As a fan of both the Red Sox and Patriots(Celtics too) I use to do cross stitch, and have pattern books for all the teams, you could always do the afghan stitch and cross stitch over it. 
(un) fortunately the pattern for the Patriots is the old one.


----------



## G-Ram

i once designed my own Red Sox afghan. Didn't turn out that hot but was OK. Also designed a Colts afghan (against my better jdgement) for my son who is a fan.


----------



## cgspat

Gina717 said:


> Hello to everyone! I am hoping that someone out there can help me! I am trying to find some patterns for New England Patriots afghans to crochet. Any help is very appriciated as I intend to make this as a gift for a very special person! Thank you, Gina


I made one with the matching pillow many years ago from a kit I had purchased from Herrschner's. My son still has it, and I still have the book. It's NFL Afghan, Lap Robe and Pillow by Nomis. My other son is having a son in two weeks. I just might have to make another.


----------



## 3mom

Why didn't the RS afghan turn out?


----------



## pmarch

I can tell you where to find patterns for this. Go to eBay and look for mjdavis090909, or lily corner. You will find all kinds of neat stuff. For you NHL and NBA fans this is where to look. Enough said.


----------



## ladybuys

Hi and Welcome from Sunny, So. California... 
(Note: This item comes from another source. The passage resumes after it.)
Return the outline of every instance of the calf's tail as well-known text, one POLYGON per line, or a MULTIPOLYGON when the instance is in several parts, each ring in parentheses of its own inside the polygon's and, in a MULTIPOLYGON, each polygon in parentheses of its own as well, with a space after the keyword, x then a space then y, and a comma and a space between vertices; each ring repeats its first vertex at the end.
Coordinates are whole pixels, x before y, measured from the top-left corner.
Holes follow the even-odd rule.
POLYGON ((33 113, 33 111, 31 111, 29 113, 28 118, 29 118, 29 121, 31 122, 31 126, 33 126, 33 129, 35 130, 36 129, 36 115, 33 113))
It's so hard to find NHL and NBA Sites for knitting. I'de give the site mentioned by pmarch a try .


----------



## Irish maggie

Welcome, from Australia :thumbup:


----------



## kathiebee

kathiebee said:


> As a fan of both the Red Sox and Patriots(Celtics too) I use to do cross stitch, and have pattern books for all the teams, you could always do the afghan stitch and cross stitch over it.
> (un) fortunately the pattern for the Patriots is the old one.


I knitted this based on the cross stitch pattern, it will be a pillow when finished.


----------